(also Saryarka), a level upland region with low-mountain massifs and ranges, located in the central and eastern parts of the Kazakh SSR.
It stretches from west to east for about 1, 200 km, with a width of about 900 km in the west and some 400 km in the east. The western part of the region has elevations (absolute altitude) ranging from 300 to 500 m and a great deal of even terrain. Here are two low-mountain massifs, Ulutau (1, 133 m) in the west and the Kokchetav Upland (Mount Siniukha, 947 m) in the north. The eastern part of the Kazakh Melkosopochnik is characterized by greater elevations (averaging from 500 to 1,000 m) and a more dissected terrain. In the center of the eastern part rise the Karkaralinsk Mountains, in which is found the Aksoran Massif (1, 565 m), the highest in the Kazakh Melkosopochnik. Further to the east is the Chingiztau Range (1, 077 m). The low-mountain massifs, whose relative height does not exceed 500–600 m, are surrounded by a melkosopochnik, an elevated gently rolling plain; here in series or scattered are found numerous hills and low ridges composed of bedrock with relative heights ranging from 10–50 m to 100 m.

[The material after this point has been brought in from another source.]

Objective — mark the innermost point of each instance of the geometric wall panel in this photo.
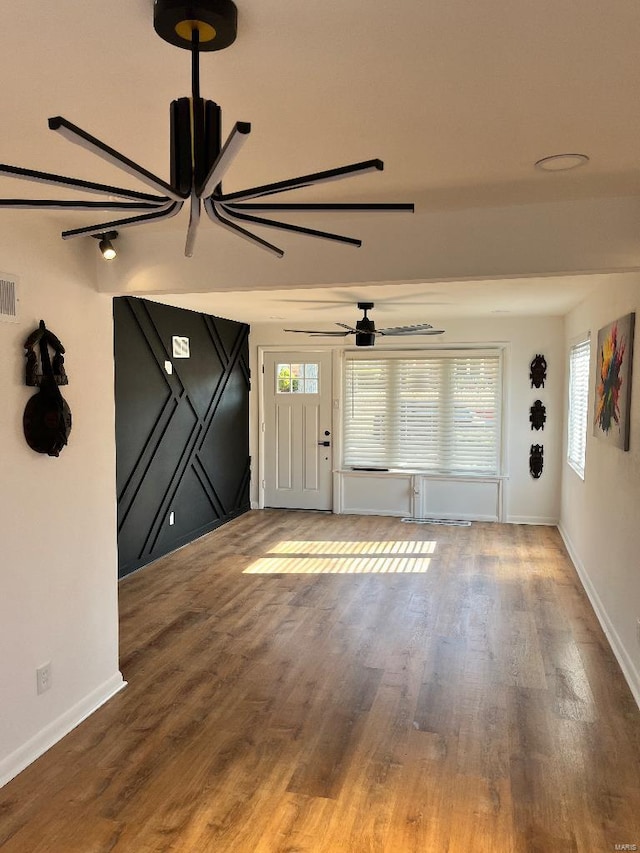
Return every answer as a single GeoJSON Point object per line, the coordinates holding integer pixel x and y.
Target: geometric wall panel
{"type": "Point", "coordinates": [182, 438]}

Geologically, the Kazakh Melkosopochnik is a part of the Ural-Mongolian geosynclinal zone. It is composed of highly dislocated metamorphic shales, quartzites, sandstones, and limestones of the Paleozoic overlaid in places by Mesozoic and Cenozoic deposits. As much as 60 percent of the area is occupied by intrusive rocks (granites, diorites, porphyrites) and extrusive rocks. Of great importance in the formation of the structures were the Caledonian and Hercynian stages of tectogenesis, which differ sharply in their overall structural plan. The Caledonian system of folds has a north-east strike, whereas the Hercynian has a north-west strike. The Caledonian structures are widespread in the western part of the region, and those of the Hercynian predominate in the east. In the late Paleozoic and early Mesozoic the entire region was fractured by faults. The end of the Carboniferous saw the onset of a continental period, which has lasted until the present. As a result of erosion and denudation, the high mountainous region formed by Hercynian orogeny was worn down and gradually acquired its present appearance. The melkosopochnik was formed by small tectonic uplifts of deformation and the repeated dissection of the ancient peneplain. The low-mountain massifs are the result of the most recent local uplifts of greater amplitude.
The climate is continental, becoming arid toward the south. The mean temperature in January ranges from −14° to − 18°C, and in July from 20° to 24°C. During winter frosts the temperature may fall to − 40°C, and in summer daytime temperatures may rise to 35°C and higher in the south. Annual precipitation totals 200–300 mm (up to 370 mm in the northern mountain massifs). In winter the snow cover is not deep, and in summer there are frequent droughts. The divide of the Irtysh basin and the subsurface drainage region of Middle Asia pass through the Kazakh Melkosopochnik. The largest rivers are the Ishim (Irtysh basin), Nura, and Sarysu; their rate of flow is very uneven. The rivers are fed mostly by spring snowmelt and partly by groundwater. In the spring there is high water, but during the summer the rivers become shallow. The spring discharge of the Nura River constitutes 88 percent of its annual flow, whereas the summer discharge is only 3 percent. In winter the rivers are frozen, the small ones freezing to the bottom. None of the rivers are navigable. There are many lakes, of which the largest is the shallow Tengiz Salt Lake.
The northern part of the Kazakh Melkosopochnik lies in the steppe zone. It is covered with mixed fescue and feather-grass vegetation growing on southern chernozems, which are partially tilled. The central part belongs to the dry-steppe zone, with fescue and feather-grass vegetation growing on dark chestnut soils (also partially tilled) and chestnut soils. The southern and eastern parts of the Kazakh Melkosopochnik are in the semidesert zone, where there is a combination of steppe (turfy-gramineous) and desert (polyn’ [Artemisia] and halophytic) vegetation and where light chestnut soil predominates. The southeastern part, near Lake Balkhash, lies in the desert zone. The virgin lands of the Kazakh Melkosopochnik are used for pasture.
REFERENCESSvarichevskaia, Z. A. Geomorfologiia Kazakhstana i Srednei Azii. Leningrad, 1965.
Kazakhstan.Moscow, 1969. (Prirodnye usloviia i estestvennye resursy SSSR.)
Gvozdetskii, N. A., and V. A. Nikolaev. Kazakhstan. Moscow, 1971.